LOS ANGELES (Hollywood Reporter) - The second season of any whirlwind show is a challenge; scrutiny and expectations can deflate any highfliers, no matter how they roar back.
Having managed to successfully introduce the concept of a narrative TV musical series, Fox’s “Glee” hasn’t even finished its first season (it’s just back from hiatus), and the microscopes already are coming out.
For fans, the episode airing Tuesday night, “Hell-O,” proves it’s all still there: Cheerleading coach Sue is reinstated and tells glee club coach Will she wants to bury the hatchet in his groin; the ongoing soap-opera antics of students and teachers; the acid hilarity of lines like “I am engorged with venom and triumph”; or the fact that the club’s main competition rehearse under a spotlight so bright they have to wear sunscreen onstage.
So at first, it’s almost hard to tell what’s wanting. “Glee’s” first 13 episodes were, well, gleefully delightful as it reveled in old hits and fantasy sequences as well as over-the-top behavior and circumstances. Much of that still is here. But there’s a stagy quality as the first season continues: A scene where Will helps Finn “find himself” by walking him to a microphone with a band waiting to play any song he wants is awkward; Rachel walks yet again into another of Sue’s traps; and despite having won sectionals, the glee club still is fighting for its survival.
But here’s the real heresy: There’s just too much music.

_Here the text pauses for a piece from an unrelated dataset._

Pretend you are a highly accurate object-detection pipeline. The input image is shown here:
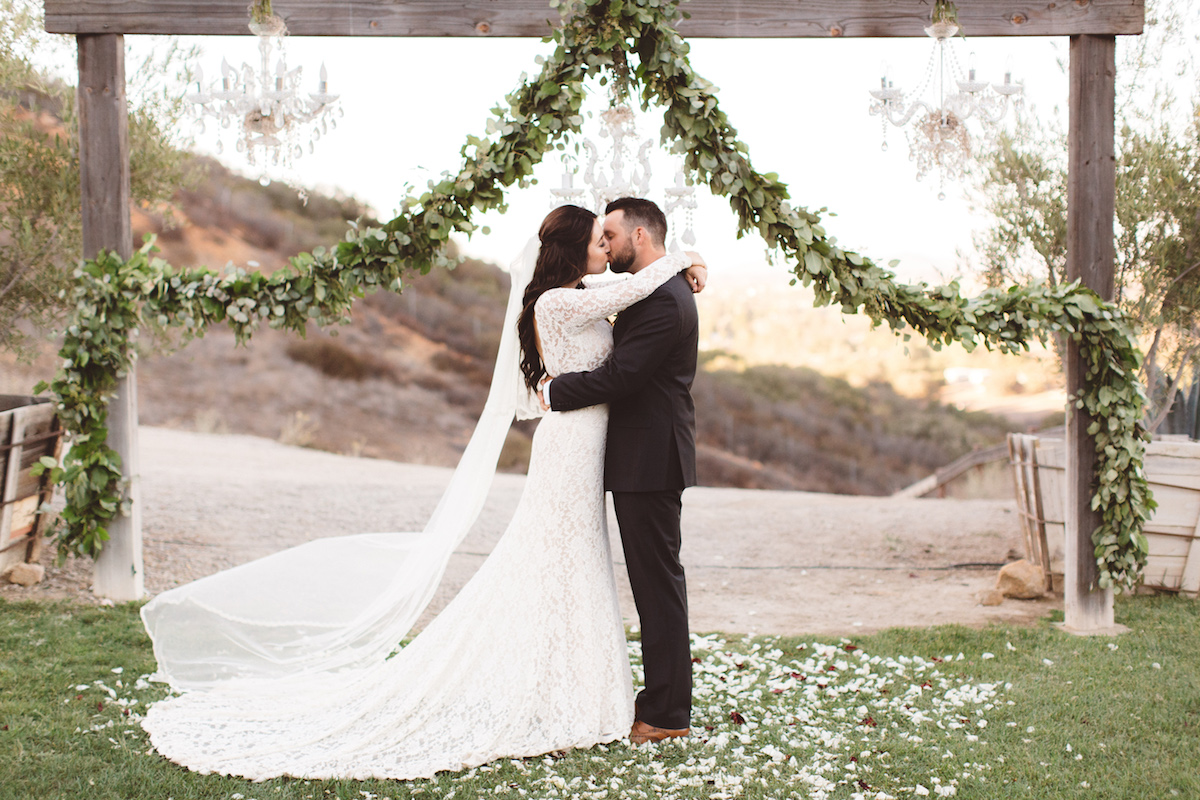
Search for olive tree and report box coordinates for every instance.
[974,1,1200,435]
[0,0,191,355]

Even for someone who loves the musical numbers, it’s overkill — three songs go by in the first 20 minutes, with at least that many still to come. They might be fun performances, but they’re not all necessary, and yes, it is possible to have too much music even on a successful narrative musical TV series.
“Hell-O” is slight. It’s not an episode that would have sold the series early on, and the sheer number of guest stars coming down the road in future episodes could prove a mixed bag of delights (Jonathan Groff already is up front and center). That said, it is good to be back in McKinley High, where there are no sloppy rehearsals and the slushies are forever electric blue. Sing along, folks, you know the tune.